Edit: Laptop, Asus N56jr, i7, 16Gb Ram, SSD samsung 850 evo 500gb
Windows 8.1 and Ubuntu 14.04
Solution 1:
- If your disk uses MBR partition table, then both Windows and Linux root partitions should be in first 3 partitions on disk (if you want to use extended/logical partitions) or in first 4 partitions (but then you cannot use extended/logical partitions, because MBR is limited to max number of 4 "normal" partitions). If your disks uses GPT partition table, then the order of partitions doesn't matter. On SSD disks it also doesn't matter if your swap partition is first or last, SSD disks should read/write all data at the same speed.
- Yes, you can, but if you mount that partition on Linux, then hibernate Linux and start Windows, you may lose some data when you run Linux next time. You should remember to not start a system if some partition is mounted on another, hibernated system (Ext4 partitions are quite save, because Windows can't mount them without some 3rd party software).

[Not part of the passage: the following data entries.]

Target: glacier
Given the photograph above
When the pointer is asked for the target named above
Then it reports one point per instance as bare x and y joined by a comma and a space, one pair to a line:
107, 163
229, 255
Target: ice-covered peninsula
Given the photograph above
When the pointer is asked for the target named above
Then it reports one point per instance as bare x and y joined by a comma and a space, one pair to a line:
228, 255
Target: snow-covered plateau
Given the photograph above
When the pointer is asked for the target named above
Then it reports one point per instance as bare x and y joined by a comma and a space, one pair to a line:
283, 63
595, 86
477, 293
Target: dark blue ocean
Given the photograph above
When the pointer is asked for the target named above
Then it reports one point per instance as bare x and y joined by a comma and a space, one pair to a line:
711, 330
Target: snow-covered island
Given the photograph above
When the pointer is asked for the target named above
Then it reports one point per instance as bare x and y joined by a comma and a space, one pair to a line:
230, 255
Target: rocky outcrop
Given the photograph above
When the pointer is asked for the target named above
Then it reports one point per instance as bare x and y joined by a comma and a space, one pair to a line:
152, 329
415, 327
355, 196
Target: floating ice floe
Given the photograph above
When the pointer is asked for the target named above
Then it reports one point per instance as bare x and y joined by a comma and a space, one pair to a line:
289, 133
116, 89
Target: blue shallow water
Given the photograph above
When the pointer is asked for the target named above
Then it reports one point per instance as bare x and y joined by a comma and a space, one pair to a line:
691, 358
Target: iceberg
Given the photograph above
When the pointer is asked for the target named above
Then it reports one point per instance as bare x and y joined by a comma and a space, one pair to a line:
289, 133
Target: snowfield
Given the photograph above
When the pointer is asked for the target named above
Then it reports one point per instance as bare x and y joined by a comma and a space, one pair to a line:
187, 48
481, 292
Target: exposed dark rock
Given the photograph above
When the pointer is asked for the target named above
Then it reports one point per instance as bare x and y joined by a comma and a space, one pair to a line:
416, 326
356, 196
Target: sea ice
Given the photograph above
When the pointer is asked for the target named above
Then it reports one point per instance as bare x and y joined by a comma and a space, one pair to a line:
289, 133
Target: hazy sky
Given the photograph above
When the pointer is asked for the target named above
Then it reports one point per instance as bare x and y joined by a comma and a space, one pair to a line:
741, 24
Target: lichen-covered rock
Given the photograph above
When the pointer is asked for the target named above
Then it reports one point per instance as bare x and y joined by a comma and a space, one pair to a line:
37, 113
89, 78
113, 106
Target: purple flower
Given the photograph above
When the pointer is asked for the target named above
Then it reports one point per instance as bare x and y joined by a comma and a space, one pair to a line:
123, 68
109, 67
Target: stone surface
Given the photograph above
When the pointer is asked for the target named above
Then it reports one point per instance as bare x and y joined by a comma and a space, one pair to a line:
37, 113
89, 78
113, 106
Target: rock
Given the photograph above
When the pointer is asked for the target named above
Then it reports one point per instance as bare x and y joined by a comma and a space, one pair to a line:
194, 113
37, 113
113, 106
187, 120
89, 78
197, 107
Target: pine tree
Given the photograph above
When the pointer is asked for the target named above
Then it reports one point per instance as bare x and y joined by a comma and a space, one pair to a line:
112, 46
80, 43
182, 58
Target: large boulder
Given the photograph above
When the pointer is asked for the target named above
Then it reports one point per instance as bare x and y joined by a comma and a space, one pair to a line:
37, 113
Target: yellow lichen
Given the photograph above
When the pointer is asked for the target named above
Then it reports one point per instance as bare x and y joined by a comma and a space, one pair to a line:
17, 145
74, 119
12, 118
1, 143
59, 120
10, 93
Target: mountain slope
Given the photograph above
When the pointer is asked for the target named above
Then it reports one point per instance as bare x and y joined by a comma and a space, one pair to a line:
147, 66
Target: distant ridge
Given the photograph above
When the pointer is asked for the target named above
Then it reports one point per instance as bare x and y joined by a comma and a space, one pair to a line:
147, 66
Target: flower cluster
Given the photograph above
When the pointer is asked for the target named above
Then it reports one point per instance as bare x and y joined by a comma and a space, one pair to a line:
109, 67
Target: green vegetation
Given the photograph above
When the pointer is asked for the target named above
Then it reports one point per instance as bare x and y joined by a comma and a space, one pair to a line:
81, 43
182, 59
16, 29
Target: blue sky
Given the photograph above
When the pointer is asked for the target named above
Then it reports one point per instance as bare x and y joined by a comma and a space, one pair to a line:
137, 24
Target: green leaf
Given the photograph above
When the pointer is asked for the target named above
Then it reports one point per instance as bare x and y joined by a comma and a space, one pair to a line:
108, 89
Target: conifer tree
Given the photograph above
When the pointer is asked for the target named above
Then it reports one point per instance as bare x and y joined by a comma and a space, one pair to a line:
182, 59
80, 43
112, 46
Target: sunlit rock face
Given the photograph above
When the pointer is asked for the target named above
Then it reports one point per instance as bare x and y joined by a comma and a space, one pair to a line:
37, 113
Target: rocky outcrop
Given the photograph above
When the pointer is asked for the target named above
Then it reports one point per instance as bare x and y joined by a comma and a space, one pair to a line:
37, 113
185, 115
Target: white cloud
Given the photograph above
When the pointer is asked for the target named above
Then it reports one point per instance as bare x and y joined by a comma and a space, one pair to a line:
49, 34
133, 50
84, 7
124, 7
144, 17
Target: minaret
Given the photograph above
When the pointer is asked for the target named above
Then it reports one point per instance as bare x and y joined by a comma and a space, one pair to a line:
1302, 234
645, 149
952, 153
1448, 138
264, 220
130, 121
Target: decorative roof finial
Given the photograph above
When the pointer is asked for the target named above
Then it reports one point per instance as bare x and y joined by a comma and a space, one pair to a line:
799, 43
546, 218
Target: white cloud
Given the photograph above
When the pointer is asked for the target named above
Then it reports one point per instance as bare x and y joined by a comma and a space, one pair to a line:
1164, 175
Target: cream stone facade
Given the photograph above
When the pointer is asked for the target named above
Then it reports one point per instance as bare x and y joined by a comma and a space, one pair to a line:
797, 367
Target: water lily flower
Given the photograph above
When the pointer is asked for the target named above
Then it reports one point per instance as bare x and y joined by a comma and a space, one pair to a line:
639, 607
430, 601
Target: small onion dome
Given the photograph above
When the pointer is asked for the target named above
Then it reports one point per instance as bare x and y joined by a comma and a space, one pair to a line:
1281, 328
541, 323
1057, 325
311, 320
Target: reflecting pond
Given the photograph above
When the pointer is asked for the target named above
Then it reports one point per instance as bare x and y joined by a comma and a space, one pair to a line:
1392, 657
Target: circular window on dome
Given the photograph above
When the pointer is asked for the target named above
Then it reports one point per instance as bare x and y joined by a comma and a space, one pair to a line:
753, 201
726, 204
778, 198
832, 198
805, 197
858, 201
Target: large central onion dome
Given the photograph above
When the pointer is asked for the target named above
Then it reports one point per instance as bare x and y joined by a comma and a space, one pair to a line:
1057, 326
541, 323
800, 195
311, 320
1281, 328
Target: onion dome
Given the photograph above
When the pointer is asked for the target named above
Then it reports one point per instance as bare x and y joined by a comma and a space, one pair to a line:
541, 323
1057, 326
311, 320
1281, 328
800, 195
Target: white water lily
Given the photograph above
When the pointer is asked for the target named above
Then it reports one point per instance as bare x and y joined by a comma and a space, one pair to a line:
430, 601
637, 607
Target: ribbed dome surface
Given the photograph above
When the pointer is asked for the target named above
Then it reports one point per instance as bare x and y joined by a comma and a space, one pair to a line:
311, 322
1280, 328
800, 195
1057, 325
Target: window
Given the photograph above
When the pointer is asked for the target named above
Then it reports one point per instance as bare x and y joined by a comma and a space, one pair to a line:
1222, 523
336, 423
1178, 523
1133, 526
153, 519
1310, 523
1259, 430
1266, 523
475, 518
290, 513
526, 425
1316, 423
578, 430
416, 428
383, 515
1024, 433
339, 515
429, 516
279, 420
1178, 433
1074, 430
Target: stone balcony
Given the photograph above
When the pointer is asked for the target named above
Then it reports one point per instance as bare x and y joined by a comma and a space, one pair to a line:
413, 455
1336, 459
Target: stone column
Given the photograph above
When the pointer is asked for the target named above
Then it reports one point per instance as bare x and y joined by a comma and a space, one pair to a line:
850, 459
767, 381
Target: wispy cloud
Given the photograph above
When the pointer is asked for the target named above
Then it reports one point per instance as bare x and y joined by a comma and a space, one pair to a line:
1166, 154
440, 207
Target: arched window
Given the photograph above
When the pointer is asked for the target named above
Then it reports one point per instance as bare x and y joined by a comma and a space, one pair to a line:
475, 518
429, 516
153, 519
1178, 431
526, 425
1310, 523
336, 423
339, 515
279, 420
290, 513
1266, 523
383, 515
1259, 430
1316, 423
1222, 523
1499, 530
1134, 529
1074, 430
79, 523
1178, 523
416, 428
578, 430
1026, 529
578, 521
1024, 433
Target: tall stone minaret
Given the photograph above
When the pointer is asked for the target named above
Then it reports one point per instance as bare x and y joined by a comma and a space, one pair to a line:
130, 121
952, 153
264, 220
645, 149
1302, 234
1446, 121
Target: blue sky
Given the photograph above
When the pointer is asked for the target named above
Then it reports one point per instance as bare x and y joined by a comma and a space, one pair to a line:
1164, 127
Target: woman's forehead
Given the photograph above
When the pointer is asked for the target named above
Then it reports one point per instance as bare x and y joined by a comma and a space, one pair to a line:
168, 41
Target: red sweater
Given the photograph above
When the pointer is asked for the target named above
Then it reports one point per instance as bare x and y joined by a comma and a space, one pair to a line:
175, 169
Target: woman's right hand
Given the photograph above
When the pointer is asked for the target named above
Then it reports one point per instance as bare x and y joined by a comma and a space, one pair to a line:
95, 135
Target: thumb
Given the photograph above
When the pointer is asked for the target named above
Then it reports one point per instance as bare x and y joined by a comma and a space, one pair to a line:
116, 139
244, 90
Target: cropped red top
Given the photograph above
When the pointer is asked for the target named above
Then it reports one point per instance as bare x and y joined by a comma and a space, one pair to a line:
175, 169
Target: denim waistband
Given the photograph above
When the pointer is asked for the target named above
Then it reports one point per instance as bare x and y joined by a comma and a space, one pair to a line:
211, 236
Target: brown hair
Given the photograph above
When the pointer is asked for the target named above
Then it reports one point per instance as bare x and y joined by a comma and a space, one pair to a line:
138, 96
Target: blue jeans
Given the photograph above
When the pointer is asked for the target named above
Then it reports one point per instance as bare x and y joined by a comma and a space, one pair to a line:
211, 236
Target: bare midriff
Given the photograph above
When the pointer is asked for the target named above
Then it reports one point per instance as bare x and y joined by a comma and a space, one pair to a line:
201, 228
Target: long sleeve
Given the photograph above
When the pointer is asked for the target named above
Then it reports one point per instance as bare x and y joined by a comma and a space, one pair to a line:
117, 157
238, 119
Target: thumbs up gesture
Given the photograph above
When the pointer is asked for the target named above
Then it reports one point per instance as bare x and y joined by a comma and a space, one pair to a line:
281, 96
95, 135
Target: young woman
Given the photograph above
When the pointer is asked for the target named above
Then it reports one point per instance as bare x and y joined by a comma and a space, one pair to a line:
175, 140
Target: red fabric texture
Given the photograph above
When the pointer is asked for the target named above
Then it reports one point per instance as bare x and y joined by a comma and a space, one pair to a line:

- It depends on what you want to store in you home directory, but if you have most data on your NTFS partition, then it should be OK. Steam installs all the games to your home directory by default, so you should create a Steam Library on another partition and use it instead of default one.
Solution 2:
Your partitioning is reasonable.
Order of partitions does not matter.
Yes, you can.
It depends on what you will install to Ubuntu /home partition. E.g. steam games are installed there. But generally it must be enough in most cases.